Le gouvernement défendeur était représenté par son agent, M. V.A. Schorm.
Les circonstances de l’espèce
Les faits de la cause, tels qu’ils ont été exposés par les parties, peuvent se résumer comme suit.
Dans les années cinquante, deux terrains appartenant aux ancêtres de la requérante furent mis à disposition, pour exploitation à titre compensatoire, à des tiers qui étaient empêchées de faire usage de leur propre terrain frappé par la collectivisation.
Par la suite, la requérante acquit la totalité de ces terrains par le biais d’une donation et d’une restitution. N’ayant pas parvenu à un accord avec les H. qui continuaient à exploiter ceux-ci, la requérante saisit, en 1993, le tribunal de district (Okresní soud) de Kladno d’une action tendant à leur éviction.
Le 29 mars 1995, le tribunal débouta l’intéressée de son action. Tout en admettant l’existence d’une ingérence dans l’exercice du droit de propriété de la requérante, le tribunal constata que les prédécesseurs des défendeurs avaient acquis le droit d’exploiter les terrains litigieux conformément aux dispositions légales alors en vigueur, à savoir l’arrêté gouvernemental no 47/1955, et releva que ce droit n’avait pas cessé d’exister du seul fait de l’annulation dudit arrêté. En effet, l’article 22 § 2 de la loi no 229/1991 sur la propriété foncière dispose que l’exploitation compensatoire prend fin par l’approbation du projet d’aménagement foncier ; pour ce qui est du territoire cadastral où sont sis les terrains litigieux, la procédure d’aménagement foncier avait été entamée mais le projet pertinent n’avait pas encore été approuvé. Dans ces circonstances, le tribunal estima que l’on ne saurait considérer les agissements des défendeurs comme une atteinte injustifiée au droit de propriété de la requérante.

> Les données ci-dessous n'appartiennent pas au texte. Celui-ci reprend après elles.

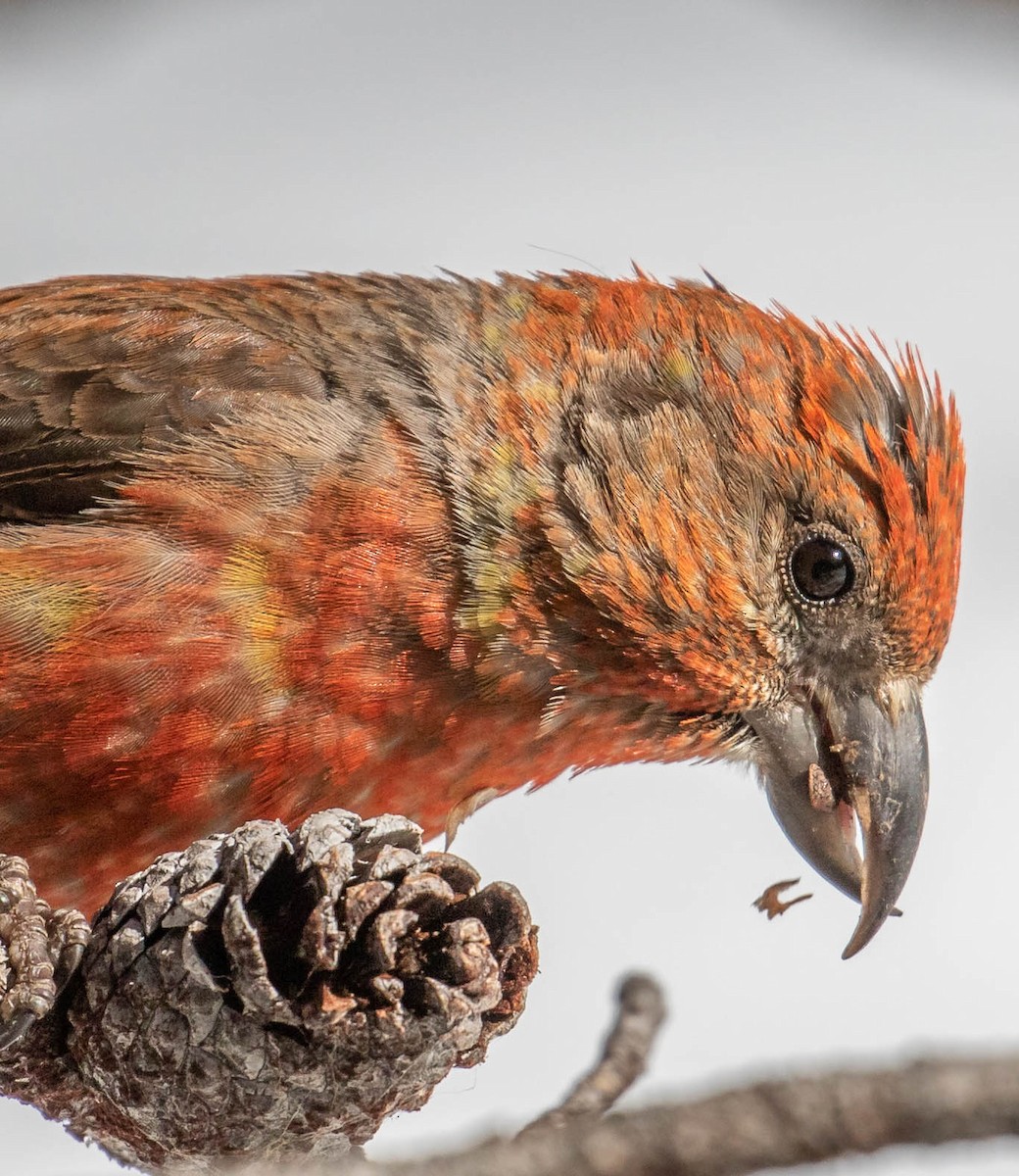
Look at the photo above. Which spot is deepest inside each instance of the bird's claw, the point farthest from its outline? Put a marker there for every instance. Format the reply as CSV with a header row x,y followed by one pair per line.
x,y
40,950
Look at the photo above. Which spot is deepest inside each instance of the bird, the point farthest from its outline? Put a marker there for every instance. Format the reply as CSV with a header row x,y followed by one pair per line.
x,y
405,545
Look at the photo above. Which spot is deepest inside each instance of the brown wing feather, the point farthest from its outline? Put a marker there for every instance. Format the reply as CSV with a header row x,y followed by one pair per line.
x,y
96,370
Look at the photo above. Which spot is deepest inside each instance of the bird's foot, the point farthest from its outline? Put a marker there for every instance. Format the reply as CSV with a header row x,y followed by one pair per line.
x,y
40,948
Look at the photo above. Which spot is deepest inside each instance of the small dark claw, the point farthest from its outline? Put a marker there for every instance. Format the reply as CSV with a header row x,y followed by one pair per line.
x,y
39,952
13,1030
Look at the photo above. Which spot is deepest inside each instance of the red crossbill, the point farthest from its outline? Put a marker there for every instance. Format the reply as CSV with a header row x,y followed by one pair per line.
x,y
400,545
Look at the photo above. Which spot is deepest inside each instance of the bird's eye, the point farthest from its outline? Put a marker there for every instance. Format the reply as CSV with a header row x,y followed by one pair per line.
x,y
820,569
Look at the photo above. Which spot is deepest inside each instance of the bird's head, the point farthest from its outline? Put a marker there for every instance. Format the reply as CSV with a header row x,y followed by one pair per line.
x,y
772,514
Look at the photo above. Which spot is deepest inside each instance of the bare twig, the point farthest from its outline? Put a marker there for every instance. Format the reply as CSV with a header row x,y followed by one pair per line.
x,y
770,1124
624,1055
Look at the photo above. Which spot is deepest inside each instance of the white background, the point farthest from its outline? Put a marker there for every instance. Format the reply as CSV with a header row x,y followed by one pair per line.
x,y
855,162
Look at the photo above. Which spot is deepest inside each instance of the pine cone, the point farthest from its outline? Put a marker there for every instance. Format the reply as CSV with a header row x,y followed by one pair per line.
x,y
266,993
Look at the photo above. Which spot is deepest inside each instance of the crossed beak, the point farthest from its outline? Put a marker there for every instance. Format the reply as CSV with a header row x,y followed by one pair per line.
x,y
830,763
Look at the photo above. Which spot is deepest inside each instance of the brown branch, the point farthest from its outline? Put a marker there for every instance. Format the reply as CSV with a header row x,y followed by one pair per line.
x,y
624,1056
769,1124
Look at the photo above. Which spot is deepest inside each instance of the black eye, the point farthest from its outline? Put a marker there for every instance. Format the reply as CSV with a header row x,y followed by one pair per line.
x,y
820,569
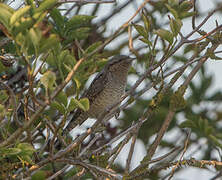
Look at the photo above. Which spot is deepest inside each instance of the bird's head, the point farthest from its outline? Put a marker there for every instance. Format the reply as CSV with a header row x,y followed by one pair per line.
x,y
119,63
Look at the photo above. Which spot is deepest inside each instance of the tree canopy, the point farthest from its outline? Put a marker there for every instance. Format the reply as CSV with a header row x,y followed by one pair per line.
x,y
49,51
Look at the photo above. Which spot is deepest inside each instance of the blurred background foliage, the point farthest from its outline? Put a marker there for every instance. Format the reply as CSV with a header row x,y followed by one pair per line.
x,y
41,41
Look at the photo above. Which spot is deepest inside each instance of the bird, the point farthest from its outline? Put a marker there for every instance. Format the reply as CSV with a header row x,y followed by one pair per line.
x,y
105,90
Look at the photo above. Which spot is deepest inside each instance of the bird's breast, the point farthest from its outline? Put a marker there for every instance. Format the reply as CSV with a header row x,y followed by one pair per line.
x,y
110,95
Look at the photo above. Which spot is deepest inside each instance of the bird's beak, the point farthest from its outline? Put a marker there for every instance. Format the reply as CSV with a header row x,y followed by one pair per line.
x,y
130,59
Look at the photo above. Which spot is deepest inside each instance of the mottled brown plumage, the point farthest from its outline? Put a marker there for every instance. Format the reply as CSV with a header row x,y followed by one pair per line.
x,y
105,90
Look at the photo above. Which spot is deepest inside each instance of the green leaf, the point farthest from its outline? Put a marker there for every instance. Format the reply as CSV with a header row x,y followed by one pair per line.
x,y
2,67
62,98
3,96
45,5
92,47
149,43
6,7
85,103
72,105
173,2
147,22
141,30
173,11
186,6
57,106
49,43
77,82
23,25
175,25
57,18
48,79
165,34
5,16
18,14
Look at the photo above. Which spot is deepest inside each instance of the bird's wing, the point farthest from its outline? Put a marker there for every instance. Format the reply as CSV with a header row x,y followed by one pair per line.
x,y
96,87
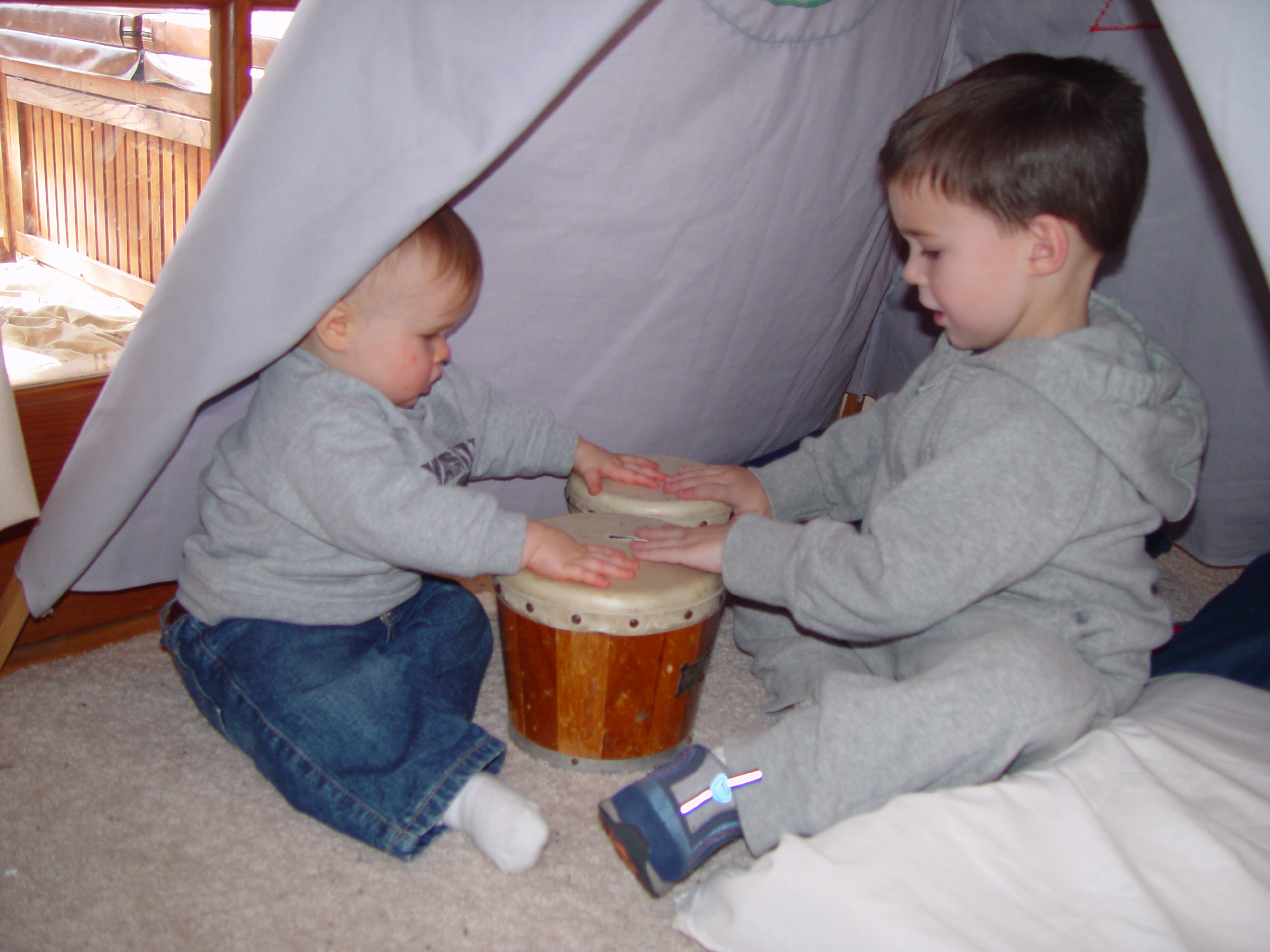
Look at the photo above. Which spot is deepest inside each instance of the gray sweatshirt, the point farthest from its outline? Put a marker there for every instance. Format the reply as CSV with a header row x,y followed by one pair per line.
x,y
1023,479
325,502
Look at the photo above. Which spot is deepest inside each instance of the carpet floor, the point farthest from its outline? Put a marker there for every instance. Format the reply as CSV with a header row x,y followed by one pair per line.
x,y
127,823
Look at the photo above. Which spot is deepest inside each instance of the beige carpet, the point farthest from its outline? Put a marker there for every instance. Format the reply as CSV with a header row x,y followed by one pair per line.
x,y
126,823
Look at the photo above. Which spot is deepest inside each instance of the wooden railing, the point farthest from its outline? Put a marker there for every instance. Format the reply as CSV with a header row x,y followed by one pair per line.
x,y
102,173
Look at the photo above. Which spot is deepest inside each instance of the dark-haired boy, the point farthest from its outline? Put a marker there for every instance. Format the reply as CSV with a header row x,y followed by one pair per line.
x,y
996,602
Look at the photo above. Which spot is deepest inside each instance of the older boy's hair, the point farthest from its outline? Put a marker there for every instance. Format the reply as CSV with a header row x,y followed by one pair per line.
x,y
1029,135
447,237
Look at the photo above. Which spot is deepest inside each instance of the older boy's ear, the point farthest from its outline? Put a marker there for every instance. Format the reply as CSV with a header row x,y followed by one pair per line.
x,y
1049,244
334,328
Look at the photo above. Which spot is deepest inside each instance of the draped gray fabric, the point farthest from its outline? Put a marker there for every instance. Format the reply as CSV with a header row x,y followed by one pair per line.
x,y
685,254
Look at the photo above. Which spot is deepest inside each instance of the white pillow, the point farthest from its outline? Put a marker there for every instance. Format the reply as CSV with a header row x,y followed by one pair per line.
x,y
1151,833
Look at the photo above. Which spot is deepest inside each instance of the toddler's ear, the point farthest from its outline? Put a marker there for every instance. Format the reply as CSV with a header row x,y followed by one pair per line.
x,y
336,328
1049,244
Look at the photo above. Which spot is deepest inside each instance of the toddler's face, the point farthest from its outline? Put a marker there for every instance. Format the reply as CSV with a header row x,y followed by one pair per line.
x,y
968,270
399,337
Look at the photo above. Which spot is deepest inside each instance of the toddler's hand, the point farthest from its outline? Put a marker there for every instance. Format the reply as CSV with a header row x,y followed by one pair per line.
x,y
698,549
595,464
734,485
558,555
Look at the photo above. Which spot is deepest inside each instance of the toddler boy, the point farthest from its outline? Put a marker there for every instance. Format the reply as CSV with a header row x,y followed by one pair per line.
x,y
310,627
996,601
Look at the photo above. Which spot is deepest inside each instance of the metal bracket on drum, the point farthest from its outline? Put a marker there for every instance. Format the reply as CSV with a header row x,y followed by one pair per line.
x,y
693,674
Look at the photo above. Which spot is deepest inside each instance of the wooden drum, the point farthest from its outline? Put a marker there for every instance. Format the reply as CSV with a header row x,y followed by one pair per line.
x,y
606,679
640,500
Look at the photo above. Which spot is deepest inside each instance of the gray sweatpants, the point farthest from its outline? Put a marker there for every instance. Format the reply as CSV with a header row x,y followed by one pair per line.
x,y
964,702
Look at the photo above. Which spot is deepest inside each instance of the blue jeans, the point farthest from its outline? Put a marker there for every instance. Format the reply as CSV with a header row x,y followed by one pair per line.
x,y
366,726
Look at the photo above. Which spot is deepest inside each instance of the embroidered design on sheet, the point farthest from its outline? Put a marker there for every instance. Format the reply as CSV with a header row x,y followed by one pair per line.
x,y
1099,28
454,465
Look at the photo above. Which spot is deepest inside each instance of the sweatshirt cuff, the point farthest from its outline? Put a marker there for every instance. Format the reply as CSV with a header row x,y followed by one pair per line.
x,y
792,484
562,450
755,556
500,552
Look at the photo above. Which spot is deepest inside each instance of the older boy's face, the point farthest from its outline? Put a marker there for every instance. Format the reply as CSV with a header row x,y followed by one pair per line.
x,y
399,341
968,271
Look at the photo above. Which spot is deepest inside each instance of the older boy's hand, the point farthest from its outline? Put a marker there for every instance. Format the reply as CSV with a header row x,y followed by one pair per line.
x,y
698,549
734,485
595,464
558,555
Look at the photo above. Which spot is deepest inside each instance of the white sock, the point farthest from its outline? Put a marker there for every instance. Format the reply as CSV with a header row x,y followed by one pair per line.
x,y
506,827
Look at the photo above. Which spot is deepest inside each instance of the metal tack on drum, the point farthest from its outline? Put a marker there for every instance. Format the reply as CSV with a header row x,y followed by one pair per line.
x,y
606,679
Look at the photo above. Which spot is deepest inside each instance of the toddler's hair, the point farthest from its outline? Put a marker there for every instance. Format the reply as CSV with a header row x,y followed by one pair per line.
x,y
447,237
1028,135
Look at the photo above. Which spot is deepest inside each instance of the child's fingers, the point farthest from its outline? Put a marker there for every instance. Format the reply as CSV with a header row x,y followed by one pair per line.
x,y
618,559
659,532
642,464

Le 30 mai 1996, le tribunal régional (Krajský soud) de Prague confirma le jugement attaqué, souscrivant à l’avis du tribunal de district selon lequel le droit des défendeurs d’exploiter les terrains litigieux avait été valablement constitué et n’avait pas cessé d’exister. Il estima également que l’article 22 § 2 de la loi no 229/1991 constituait une exception au principe selon lequel un terrain ne pouvait être exploité par une personne autre que son propriétaire qu’en vertu d’un accord conclu avec celui-ci.
Le 15 janvier 1997, l’arrêt du tribunal régional fut annulé par la Cour constitutionnelle (Ústavní soud) qui lui reprocha d’avoir négligé le fait que la constitution du droit d’exploitation compensatoire était à l’époque conditionnée par l’approbation du projet d’aménagement foncier ; dès lors, l’existence d’un tel droit n’avait pas été clairement établie en l’espèce.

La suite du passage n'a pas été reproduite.